According to consensus estimates, WPI was expected to contract 2.3 per cent but the decline has been sharper than estimated. The contraction has largely been driven by lower commodity and fuel prices, which continued in April. Wholesale prices are likely to remain in the negative zone for a few more months but would start rising gradually thereafter as the base effects would wane.
All three constituents of WPI — primary articles, fuel and manufactured products — remained in negative territory. Fuel prices were down 1.7 per cent month-on-month as prices of diesel, petrol, furnace oil, naphtha and air turbine fuel fell. Food prices, which have contributed to a large part of inflation over recent years, have remained benign, despite unseasonal rain.

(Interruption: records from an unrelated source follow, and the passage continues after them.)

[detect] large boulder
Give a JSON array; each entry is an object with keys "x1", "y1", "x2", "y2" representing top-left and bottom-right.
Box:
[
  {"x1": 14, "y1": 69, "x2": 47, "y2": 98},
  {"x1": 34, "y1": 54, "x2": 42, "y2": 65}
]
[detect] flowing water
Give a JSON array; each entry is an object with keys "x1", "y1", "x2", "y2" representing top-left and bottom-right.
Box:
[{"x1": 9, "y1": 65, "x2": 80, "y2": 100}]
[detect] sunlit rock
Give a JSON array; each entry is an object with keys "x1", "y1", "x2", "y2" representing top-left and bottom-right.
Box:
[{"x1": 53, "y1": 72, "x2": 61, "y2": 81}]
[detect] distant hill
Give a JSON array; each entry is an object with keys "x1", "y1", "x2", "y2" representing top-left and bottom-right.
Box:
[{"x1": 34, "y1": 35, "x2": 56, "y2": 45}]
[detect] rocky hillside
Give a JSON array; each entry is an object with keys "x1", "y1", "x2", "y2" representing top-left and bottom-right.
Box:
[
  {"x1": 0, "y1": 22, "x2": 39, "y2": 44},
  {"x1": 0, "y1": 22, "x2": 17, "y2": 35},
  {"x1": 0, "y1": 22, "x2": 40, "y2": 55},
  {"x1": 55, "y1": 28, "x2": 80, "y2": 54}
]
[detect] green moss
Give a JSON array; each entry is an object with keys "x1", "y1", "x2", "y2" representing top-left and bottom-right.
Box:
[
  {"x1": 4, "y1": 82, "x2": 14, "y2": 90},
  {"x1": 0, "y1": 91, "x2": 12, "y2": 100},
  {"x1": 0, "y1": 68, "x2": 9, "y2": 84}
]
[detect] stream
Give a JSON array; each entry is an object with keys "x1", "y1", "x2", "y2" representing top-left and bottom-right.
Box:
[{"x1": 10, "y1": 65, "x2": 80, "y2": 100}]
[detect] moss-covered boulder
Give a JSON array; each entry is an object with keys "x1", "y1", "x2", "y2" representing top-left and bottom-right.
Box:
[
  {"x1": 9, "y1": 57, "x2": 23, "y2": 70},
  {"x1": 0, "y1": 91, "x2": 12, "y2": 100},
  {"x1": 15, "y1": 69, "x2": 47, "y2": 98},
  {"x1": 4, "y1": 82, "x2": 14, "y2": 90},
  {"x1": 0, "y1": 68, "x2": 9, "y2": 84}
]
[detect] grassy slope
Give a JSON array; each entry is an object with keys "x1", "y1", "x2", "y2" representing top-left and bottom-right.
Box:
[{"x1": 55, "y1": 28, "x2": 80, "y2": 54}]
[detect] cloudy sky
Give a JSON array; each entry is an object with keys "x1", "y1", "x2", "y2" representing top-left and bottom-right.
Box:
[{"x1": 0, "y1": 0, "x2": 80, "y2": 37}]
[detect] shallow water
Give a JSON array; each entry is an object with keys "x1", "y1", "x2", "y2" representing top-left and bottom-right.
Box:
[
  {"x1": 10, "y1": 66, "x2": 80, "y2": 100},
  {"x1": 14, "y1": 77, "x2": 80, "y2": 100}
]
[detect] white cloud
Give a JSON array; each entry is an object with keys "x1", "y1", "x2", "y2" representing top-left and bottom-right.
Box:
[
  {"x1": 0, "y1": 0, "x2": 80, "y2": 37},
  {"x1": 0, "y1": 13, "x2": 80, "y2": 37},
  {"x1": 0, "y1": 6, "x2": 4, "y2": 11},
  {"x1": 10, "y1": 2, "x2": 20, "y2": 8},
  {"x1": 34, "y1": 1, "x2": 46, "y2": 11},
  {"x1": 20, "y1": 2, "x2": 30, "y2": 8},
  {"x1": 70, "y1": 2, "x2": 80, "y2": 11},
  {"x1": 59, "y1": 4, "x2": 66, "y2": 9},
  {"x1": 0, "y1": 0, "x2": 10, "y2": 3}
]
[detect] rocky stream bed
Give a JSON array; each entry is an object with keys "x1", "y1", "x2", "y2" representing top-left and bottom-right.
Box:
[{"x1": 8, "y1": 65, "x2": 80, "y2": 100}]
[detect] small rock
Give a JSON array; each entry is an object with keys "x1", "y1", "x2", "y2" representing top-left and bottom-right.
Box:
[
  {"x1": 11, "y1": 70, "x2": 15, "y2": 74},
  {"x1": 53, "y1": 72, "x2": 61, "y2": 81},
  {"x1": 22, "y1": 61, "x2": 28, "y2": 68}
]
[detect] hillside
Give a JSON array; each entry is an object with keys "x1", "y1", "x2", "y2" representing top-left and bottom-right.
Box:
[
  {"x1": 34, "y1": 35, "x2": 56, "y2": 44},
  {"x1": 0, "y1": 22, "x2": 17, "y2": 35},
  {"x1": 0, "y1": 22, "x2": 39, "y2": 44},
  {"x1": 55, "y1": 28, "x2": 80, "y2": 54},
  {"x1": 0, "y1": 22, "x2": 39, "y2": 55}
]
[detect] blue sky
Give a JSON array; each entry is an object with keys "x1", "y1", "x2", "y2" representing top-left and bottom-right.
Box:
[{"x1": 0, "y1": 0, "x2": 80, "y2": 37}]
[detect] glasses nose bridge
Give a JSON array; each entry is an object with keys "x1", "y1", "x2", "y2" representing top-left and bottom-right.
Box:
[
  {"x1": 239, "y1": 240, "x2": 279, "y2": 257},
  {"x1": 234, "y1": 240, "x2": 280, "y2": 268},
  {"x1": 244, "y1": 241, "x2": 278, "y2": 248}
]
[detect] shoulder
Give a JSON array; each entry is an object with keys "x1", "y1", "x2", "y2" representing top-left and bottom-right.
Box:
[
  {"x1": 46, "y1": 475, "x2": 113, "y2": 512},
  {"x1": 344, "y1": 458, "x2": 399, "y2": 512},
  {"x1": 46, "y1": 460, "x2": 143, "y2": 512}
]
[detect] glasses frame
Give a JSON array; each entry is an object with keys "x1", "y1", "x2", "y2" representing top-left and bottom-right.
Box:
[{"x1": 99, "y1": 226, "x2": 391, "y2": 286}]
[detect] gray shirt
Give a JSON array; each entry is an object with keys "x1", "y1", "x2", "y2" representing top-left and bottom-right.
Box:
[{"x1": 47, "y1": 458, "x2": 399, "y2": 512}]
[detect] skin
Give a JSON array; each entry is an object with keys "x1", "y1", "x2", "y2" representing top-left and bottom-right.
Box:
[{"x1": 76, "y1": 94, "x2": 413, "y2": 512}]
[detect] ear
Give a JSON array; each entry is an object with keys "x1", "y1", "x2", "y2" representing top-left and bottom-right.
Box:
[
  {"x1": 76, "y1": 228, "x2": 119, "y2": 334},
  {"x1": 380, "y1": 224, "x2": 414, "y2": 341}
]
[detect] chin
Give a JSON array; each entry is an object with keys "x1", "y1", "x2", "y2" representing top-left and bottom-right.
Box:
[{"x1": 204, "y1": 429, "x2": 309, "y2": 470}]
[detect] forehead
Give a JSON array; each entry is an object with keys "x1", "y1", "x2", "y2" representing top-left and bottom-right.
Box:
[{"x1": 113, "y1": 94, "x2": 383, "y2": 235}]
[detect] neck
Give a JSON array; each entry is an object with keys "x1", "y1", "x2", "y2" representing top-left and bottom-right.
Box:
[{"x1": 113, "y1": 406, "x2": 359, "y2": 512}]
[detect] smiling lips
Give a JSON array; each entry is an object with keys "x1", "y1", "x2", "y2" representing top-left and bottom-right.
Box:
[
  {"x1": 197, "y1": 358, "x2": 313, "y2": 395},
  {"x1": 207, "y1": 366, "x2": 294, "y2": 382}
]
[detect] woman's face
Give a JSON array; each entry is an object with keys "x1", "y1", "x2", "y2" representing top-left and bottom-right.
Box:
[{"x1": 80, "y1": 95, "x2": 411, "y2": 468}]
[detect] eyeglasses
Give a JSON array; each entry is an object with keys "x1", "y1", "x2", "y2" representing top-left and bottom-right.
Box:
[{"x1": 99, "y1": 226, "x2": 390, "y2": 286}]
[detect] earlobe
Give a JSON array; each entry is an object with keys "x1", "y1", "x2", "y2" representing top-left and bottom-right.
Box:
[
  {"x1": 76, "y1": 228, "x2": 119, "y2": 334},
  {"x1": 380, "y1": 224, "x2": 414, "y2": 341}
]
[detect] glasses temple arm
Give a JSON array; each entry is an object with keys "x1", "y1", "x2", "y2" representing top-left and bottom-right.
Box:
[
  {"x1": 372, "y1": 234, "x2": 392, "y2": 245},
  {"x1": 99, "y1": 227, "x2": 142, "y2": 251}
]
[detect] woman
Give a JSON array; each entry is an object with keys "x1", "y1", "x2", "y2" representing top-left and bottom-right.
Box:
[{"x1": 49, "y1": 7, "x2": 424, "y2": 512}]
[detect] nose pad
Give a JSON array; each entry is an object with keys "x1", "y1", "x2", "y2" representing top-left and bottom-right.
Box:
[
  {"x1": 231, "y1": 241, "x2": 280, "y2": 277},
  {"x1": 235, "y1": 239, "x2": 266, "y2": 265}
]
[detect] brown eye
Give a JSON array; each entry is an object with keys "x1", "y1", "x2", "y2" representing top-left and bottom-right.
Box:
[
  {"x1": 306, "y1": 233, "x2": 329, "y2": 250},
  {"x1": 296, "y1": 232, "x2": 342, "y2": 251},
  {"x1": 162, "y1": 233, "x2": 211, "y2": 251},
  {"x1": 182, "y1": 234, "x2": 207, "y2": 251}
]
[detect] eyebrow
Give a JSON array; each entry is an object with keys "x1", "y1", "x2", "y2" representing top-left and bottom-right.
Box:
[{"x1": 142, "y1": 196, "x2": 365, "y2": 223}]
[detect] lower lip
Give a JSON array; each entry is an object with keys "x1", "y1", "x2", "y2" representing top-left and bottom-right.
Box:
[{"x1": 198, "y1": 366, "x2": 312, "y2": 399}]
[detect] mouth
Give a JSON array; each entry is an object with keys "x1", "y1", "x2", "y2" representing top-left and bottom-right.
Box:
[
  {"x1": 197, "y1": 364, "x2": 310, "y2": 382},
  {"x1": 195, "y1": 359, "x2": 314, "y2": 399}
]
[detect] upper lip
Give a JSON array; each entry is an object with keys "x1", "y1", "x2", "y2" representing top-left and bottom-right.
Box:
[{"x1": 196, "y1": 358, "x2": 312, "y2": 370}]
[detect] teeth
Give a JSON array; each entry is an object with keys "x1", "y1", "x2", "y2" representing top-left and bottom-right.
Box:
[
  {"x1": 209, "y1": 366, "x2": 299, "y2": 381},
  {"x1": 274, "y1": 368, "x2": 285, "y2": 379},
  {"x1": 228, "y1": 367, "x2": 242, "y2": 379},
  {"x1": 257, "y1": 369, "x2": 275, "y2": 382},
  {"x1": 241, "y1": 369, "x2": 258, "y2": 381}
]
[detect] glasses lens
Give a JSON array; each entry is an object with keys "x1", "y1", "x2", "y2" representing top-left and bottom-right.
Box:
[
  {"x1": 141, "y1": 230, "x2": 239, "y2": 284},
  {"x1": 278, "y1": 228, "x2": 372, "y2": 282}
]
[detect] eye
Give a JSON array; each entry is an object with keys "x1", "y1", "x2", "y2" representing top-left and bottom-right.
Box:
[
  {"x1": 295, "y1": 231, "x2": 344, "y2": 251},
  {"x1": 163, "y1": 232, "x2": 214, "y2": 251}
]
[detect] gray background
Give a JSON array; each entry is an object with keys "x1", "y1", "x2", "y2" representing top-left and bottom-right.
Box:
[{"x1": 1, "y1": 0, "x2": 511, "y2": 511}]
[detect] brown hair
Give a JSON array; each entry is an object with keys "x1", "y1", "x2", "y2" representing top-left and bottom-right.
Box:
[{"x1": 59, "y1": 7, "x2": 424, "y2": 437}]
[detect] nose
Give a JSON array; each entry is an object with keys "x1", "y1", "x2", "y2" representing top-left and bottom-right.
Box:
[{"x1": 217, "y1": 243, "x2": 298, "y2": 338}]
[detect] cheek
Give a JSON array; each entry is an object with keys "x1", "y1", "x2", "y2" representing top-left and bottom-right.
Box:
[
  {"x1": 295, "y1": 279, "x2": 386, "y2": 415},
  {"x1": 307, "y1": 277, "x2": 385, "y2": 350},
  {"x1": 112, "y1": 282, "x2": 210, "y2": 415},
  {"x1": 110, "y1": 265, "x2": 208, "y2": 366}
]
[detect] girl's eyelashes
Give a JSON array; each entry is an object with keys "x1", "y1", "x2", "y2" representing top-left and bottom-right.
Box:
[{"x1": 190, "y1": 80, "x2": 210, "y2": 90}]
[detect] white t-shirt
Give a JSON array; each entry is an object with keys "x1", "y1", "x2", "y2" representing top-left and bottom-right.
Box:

However, some other economists believe output prices have not declined in line with input prices. This explains the differential between consumer prices and wholesale prices. Though the Consumer Price Index slipped to a four-month low of 4.87 per cent in April, it continues to be well above WPI.
Sonal Varma of Nomura explains: “Much of the fall in WPI inflation since mid-2014 reflects lower input costs, rather than a fall in output prices. This is also reflected in the widening wedge between retail prices of manufactured goods in the CPI (clothing and footwear, household goods, personal care items) and the non-food manufacturing index in the WPI.” Excluding food and fuel, wholesale prices have remained stable, which is expected to continue in coming quarters. The positive takeaway from both these two trends — lower food prices and stability in WPI — is that the pressure on retail prices will also remain muted. The steep fall in commodity prices is done but a sharp rebound is also unlikely. With crude prices inching up and base effects turning negative, economists expect the wholesale prices to pick up gradually.
Inflationary pressures are likely to remain subdued, which could lead to another rate cut by the RBI to support growth, believe many.